CODA is an Ithaca-based experimental design and research studio operating at a range of scales. CODA’s work is a negotiation between form and the environment. The engagement with the complexities of site is fundamental to each design strategy, producing an intervention that is both emergent from and reactive to a particular environment. The firm’s recent projects include Bloodline, a self-consuming barbeque pavilion in Stuttgart, Germany; Urban Punc., an urban strategy for Leisnig, Germany (in collaboration with Troy Schaum); CounterSpace, a housing development in Dublin, Ireland; Noatun, an urban plan for Klaksvik, Faroe Islands; Zoom House, a seasonal extension in Brisbane, Australia; and Half-House, a house in a secret location in the United States. For more information, visit co-da.co.

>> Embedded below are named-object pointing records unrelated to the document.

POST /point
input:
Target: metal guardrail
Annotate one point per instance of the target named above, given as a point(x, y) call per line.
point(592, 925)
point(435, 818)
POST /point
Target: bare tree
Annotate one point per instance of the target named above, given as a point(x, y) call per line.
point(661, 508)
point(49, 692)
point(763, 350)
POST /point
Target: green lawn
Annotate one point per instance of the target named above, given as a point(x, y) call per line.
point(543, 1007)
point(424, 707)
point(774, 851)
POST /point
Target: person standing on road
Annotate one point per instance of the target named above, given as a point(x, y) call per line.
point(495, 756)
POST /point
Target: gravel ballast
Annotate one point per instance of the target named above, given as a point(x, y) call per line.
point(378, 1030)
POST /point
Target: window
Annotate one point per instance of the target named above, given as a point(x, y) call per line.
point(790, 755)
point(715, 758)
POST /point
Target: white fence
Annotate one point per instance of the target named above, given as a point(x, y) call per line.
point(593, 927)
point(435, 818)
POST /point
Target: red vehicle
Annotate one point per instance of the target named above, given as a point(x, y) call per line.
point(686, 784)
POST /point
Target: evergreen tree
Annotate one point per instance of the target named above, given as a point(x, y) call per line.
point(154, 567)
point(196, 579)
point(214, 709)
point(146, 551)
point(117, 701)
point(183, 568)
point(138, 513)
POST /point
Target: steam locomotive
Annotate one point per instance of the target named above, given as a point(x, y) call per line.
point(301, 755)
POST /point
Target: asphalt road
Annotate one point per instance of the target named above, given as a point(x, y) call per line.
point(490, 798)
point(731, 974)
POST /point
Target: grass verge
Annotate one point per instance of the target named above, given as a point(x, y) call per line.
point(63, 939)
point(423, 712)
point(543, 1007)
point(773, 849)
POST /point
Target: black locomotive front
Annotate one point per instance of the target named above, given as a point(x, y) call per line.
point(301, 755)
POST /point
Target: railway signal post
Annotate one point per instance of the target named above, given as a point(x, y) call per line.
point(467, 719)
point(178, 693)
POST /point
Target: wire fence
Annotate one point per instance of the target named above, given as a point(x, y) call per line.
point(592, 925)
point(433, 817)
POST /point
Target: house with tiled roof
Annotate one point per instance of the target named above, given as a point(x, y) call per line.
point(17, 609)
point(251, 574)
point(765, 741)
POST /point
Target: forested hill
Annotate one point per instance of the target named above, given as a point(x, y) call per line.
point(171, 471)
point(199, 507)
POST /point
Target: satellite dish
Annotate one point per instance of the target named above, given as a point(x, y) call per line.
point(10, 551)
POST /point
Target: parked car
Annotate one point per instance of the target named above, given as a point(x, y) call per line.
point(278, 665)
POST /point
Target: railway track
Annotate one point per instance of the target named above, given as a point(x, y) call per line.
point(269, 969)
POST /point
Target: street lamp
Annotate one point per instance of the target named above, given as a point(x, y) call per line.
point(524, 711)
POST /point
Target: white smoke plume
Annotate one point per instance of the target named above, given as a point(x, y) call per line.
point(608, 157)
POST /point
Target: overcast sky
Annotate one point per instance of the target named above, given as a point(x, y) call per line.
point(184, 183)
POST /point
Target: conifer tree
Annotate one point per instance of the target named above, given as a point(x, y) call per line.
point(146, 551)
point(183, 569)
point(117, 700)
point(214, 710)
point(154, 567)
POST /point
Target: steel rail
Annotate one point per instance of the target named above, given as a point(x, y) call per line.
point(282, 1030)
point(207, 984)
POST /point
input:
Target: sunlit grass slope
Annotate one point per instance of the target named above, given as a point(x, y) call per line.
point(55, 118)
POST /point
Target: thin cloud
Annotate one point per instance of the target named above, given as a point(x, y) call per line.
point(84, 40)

CAROLINE O'DONNELL was born in Ireland in 1974. She received her B.A. (Hons) and B.Arch with distinction from the Manchester School of Architecture, England, where she was awarded the Heywood Medal. She received her Masters in Architecture at Princeton University, and was awarded the Suzanne K. Underwood Prize for exceptional ability and talent in Architectural Design.
Since 2000, O'Donnell has worked on numerous commissions and competitions, both independently and collaboratively, including with SMAQ, Shine Project Group, Troy Schaum, Brantley Hightower, and Mike Green. From 2006 - 2008, she was project architect at Eisenman Architects in New york, where she directed the design teams form several projects, including Hamburg Library, Pompei Santuario Railway Station. From 2000 - 2004 she was a designer at KCAP, Rotterdam.
She has contributed to several journals including Thresholds, Log, MAP and Pidgin. She is one of the founding editors (along with Brian Tabolt and Marc McQuade) of Pidgin Magazine and is currently the editor-in-chief of the Cornell Journall of Architecture.
O'Donnell is currently the Richard Meier Assistant Professor at Cornell University. She has previously taught at The Cooper Union and Princeton University. Since June 2008, she has been a fellow at Akademie Schlooss Solitude, Stuttgart, Germany.